Like a horror movie intruder who cuts the phone lines, a new strain of Mac malware can prevent the system from getting help.
Researchers at security firm F-Secure discovered the new Mac trojan, dubbed Trojan-Downloader:OSX/Flashback.C. Like most other Mac malware, this variant masquerades as legitimate software–in this case, Adobe Flash–in an attempt to get willingly installed by the user.
If the user goes through with the installation and enters an administrator password, Flashback.C will overwrite the mechanism Macs use to download anti-malware updates from Apple. In other words, the system gets cut off from the protection it needs, not only against Flashback.C, but against future malware attacks.

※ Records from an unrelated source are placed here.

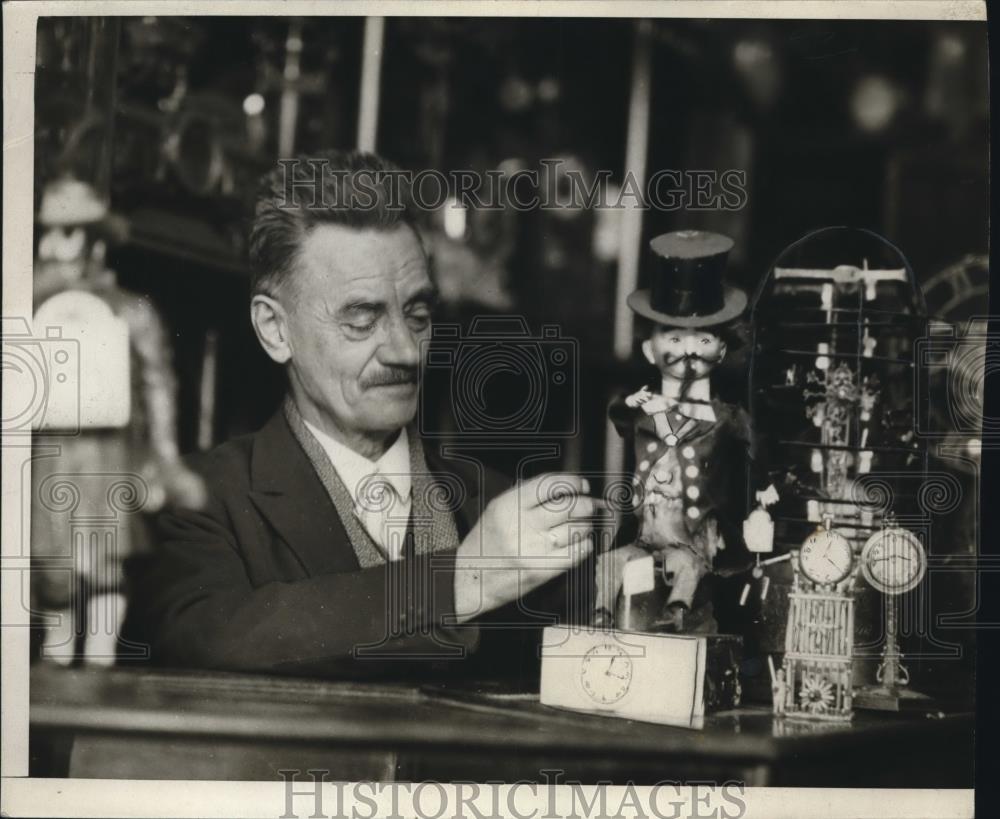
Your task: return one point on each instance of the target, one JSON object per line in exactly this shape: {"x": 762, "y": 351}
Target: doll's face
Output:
{"x": 683, "y": 353}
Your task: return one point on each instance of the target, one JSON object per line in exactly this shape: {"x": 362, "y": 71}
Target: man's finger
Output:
{"x": 550, "y": 489}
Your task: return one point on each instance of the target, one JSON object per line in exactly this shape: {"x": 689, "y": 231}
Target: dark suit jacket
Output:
{"x": 265, "y": 578}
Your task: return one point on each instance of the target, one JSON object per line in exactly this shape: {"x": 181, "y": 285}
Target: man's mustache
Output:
{"x": 390, "y": 377}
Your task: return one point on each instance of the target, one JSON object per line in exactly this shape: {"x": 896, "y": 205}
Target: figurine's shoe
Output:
{"x": 671, "y": 619}
{"x": 602, "y": 619}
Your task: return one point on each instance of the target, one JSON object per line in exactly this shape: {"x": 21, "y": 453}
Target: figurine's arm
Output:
{"x": 159, "y": 396}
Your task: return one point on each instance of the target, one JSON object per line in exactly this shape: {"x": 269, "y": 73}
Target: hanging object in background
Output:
{"x": 107, "y": 442}
{"x": 814, "y": 681}
{"x": 894, "y": 562}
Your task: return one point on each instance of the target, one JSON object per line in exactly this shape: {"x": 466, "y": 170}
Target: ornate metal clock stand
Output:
{"x": 815, "y": 680}
{"x": 893, "y": 561}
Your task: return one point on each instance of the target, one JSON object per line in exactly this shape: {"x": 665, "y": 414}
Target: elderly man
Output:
{"x": 331, "y": 535}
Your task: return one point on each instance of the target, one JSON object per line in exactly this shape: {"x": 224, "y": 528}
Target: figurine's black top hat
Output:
{"x": 687, "y": 288}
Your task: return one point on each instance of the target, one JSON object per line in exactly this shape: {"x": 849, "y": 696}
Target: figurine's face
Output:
{"x": 683, "y": 353}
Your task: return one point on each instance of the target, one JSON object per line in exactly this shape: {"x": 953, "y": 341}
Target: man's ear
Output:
{"x": 647, "y": 350}
{"x": 270, "y": 323}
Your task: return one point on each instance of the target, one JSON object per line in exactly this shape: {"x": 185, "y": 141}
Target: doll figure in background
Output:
{"x": 107, "y": 447}
{"x": 691, "y": 449}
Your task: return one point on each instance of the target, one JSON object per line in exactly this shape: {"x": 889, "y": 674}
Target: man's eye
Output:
{"x": 419, "y": 320}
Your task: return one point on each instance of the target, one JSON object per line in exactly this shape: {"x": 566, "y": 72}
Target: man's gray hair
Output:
{"x": 355, "y": 189}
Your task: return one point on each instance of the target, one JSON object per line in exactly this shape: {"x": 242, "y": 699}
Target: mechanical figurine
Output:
{"x": 691, "y": 448}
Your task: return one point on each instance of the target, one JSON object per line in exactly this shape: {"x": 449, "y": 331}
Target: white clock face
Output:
{"x": 826, "y": 557}
{"x": 893, "y": 561}
{"x": 606, "y": 673}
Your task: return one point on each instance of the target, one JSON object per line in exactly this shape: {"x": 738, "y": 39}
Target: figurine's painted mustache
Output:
{"x": 689, "y": 360}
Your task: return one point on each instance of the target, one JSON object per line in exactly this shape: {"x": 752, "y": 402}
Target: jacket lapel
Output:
{"x": 287, "y": 491}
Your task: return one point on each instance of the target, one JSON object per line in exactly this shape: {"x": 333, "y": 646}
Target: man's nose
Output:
{"x": 400, "y": 346}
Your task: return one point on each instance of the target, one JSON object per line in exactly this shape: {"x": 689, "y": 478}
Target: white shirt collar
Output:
{"x": 352, "y": 468}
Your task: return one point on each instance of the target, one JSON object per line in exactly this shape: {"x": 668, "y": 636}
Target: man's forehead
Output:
{"x": 369, "y": 259}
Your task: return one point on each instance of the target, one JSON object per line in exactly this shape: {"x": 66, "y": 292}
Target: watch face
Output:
{"x": 606, "y": 673}
{"x": 826, "y": 557}
{"x": 893, "y": 561}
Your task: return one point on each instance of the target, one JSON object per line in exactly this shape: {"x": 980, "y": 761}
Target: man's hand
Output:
{"x": 637, "y": 399}
{"x": 525, "y": 537}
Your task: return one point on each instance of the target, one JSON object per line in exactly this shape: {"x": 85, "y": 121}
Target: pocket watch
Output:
{"x": 893, "y": 560}
{"x": 606, "y": 673}
{"x": 826, "y": 557}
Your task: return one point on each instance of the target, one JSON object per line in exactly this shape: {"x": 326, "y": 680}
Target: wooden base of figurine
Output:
{"x": 891, "y": 698}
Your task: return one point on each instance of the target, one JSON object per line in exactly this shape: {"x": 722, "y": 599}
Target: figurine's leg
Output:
{"x": 608, "y": 581}
{"x": 687, "y": 570}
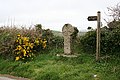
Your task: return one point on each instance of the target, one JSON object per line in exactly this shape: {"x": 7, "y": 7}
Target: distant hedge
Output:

As Jacqui Cheng of Ars Technica points out, Mac malware protection has been in place since 2009, but it didn’t get much attention until earlier this year, when a breed of malware called MacDefender threatened to install fake anti-virus software on users’ systems. In response, Apple updated Mac OS X, allowing the software to refresh its malware definitions on a daily basis. With Apple taking a more aggressive stance against malware, MacDefender and its variants had a hard time keeping up.
Flashback.C essentially opens the door for new attacks. Still, I don’t think Mac users need to panic about this. Chances are, Apple will deliver protections against Flashback.C in the near future, at which point you’ll have nothing to worry about–at least until the next malware variant comes along.
In the meantime, awareness is key. Simply knowing that these kinds of threats exist, and being careful about installing software over the web from unknown sources, goes a long way.
If you suspect that you’ve been infected–say, you installed what seemed to be Adobe Flash from some sketchy website–F-Secure’s Flashback.C description page has removal instructions.